The primary thesis of Queering the Transpacific is that 20th-century U.S.-Japan relations evince a genealogy of the racial and sexual logics that underpin today’s transpacific complicity with neocolonial capitalism and violence, but what I heuristically call a “queer transpacific critique” can help foster non-complicity. The project is particularly attuned to the role of progressive discourse in extending the reach of empire. Throughout, I cross-pollinate insights in Asian/American studies in order to analyze the intersection of transpacific racialization and queer exclusion/inclusion, and think through race and sexuality as inter-imperial modalities.
Chapter 1 investigates the “queering of empire” during the Russo-Japanese War era when the ascent of Japan—the young empire configured in Western sexological discourse as more heteroflexible than the West—unsettled scientific racism. Progressive thinkers on both sides of the Pacific called for racial egalitarianism and U.S.-Japanese cooperation without questioning the teleology of empire.
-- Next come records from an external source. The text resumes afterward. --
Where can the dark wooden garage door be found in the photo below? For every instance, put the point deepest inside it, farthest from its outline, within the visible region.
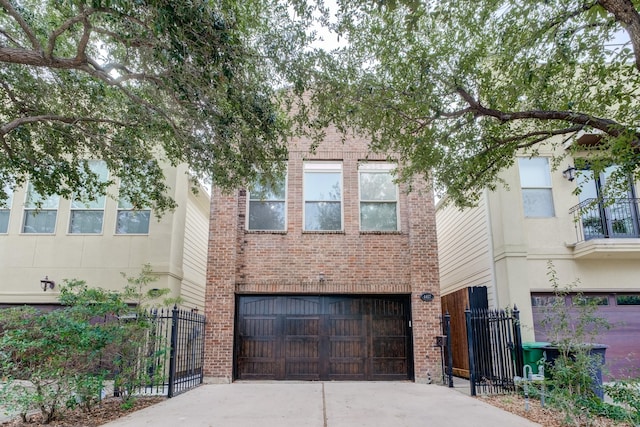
(323, 338)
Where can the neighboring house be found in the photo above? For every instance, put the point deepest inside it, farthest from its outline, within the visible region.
(505, 243)
(320, 276)
(99, 240)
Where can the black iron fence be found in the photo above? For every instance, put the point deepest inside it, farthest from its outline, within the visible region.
(495, 349)
(172, 352)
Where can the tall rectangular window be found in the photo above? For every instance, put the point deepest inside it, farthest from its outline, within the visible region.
(378, 197)
(5, 209)
(322, 196)
(535, 181)
(267, 206)
(130, 220)
(40, 213)
(87, 215)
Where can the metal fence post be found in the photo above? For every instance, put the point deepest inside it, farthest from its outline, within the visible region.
(172, 358)
(517, 338)
(472, 367)
(447, 325)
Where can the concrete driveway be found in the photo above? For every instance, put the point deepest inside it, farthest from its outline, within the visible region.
(321, 404)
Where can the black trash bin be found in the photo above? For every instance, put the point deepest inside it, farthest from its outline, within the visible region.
(596, 351)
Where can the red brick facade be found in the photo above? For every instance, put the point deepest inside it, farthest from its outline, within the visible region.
(352, 262)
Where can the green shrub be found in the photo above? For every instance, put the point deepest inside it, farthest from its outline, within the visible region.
(56, 360)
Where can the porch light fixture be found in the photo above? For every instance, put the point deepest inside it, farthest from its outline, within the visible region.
(569, 173)
(47, 284)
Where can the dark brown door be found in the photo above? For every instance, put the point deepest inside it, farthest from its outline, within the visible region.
(323, 338)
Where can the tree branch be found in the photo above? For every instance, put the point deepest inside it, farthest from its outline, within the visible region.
(81, 54)
(10, 38)
(35, 43)
(4, 130)
(51, 43)
(608, 126)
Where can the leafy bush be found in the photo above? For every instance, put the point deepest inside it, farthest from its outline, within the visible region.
(576, 372)
(60, 359)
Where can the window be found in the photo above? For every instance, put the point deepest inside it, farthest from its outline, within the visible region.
(628, 299)
(322, 196)
(604, 217)
(130, 220)
(378, 197)
(87, 215)
(267, 206)
(535, 181)
(590, 300)
(5, 209)
(538, 300)
(40, 212)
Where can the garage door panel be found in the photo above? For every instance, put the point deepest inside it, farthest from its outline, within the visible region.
(390, 326)
(323, 338)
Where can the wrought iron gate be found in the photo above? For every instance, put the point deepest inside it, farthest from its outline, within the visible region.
(175, 345)
(495, 349)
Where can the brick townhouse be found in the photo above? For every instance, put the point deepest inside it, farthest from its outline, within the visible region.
(320, 277)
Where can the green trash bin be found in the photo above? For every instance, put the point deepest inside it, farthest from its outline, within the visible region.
(532, 353)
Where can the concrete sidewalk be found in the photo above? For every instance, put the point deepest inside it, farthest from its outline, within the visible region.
(321, 404)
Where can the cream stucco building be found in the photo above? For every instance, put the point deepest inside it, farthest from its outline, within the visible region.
(97, 241)
(506, 242)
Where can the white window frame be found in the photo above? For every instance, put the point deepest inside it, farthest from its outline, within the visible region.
(49, 204)
(322, 167)
(7, 205)
(382, 168)
(283, 201)
(125, 206)
(76, 205)
(524, 187)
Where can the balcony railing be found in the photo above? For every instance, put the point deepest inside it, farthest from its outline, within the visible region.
(607, 219)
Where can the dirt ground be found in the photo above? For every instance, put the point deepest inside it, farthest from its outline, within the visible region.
(109, 410)
(544, 416)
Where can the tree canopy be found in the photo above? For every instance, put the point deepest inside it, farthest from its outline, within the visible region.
(458, 87)
(139, 84)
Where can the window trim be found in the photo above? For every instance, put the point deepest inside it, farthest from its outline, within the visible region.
(85, 209)
(28, 209)
(8, 207)
(378, 167)
(322, 166)
(119, 209)
(283, 201)
(538, 187)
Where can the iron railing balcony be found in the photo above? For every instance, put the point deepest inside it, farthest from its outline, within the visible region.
(607, 218)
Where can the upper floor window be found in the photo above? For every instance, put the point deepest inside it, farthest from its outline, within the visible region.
(5, 209)
(322, 196)
(378, 197)
(87, 215)
(40, 213)
(267, 206)
(535, 181)
(131, 220)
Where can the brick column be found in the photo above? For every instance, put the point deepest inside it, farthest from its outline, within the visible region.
(219, 295)
(423, 250)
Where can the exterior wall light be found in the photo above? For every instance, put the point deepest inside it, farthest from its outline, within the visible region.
(569, 173)
(47, 284)
(427, 296)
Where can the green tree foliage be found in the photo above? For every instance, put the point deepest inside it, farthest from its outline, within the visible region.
(142, 83)
(457, 87)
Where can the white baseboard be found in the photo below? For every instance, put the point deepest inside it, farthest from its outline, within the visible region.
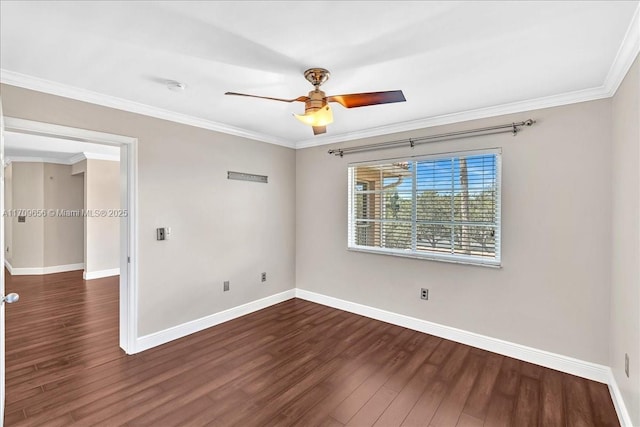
(158, 338)
(555, 361)
(100, 274)
(618, 401)
(544, 358)
(29, 271)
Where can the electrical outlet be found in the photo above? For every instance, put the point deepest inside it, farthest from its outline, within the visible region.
(626, 364)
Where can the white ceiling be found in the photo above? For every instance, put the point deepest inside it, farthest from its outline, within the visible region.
(453, 60)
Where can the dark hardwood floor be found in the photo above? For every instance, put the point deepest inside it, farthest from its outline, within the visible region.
(295, 363)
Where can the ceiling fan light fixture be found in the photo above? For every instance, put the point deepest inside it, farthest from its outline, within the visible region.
(320, 117)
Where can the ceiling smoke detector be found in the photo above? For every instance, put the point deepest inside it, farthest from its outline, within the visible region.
(175, 86)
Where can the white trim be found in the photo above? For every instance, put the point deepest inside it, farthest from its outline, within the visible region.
(72, 160)
(570, 365)
(59, 89)
(100, 274)
(14, 124)
(623, 60)
(559, 362)
(63, 268)
(625, 56)
(463, 116)
(129, 225)
(162, 337)
(77, 158)
(32, 271)
(618, 401)
(35, 159)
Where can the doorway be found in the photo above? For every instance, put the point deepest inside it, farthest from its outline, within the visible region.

Chapter 2 thoroughly unpacks the African American intellectual W.E.B. Du Bois’ support of Imperial Japan by juxtaposing his political realism and doubts about transwar racial progressivism with that of the Asianist revolutionaries Sun Yat-sen and Anand Mohan Sahay. I interpret the role “Japan” plays in his 1928 novel Dark Princess, which depicts competing transpacific pluralisms: I argue that in the interplay between its realist and utopic registers, the novel evinces a queer political ontology beyond the imperial logics of the transwar period.
Chapter 3 updates the “racial castration” model in Queer Asian American studies given the rise of Asia and presence of overlapping masculinities in the transpacific. I call for a reconfiguration of the symbolic so as to contend with a world ordering that does not add up to white heteropatriarchy as the sole structuring of the universal. I reread Lonnie Kaneko’s 1976 short story “The Shoyu Kid” and Soon-Tek Oh’s 1970 play Tondemonai—Never Happen! for how they narrate homosexuality during Japanese American internment not as abject, but as entangled with an abusive, “queerly-inclined” U.S. state that was in competition with Japan’s model minoritization ambitions. Finally, Chapter 4 expounds upon the queer chronopolitics of the Japanese director Ōshima Nagisa with a reading of his 1983 film Merry Christmas, Mr. Lawrence as presaging homonationalism at a time when neoliberal logics were cementing and the U.S. state treated potential Japanese economic ascendancy as perilous.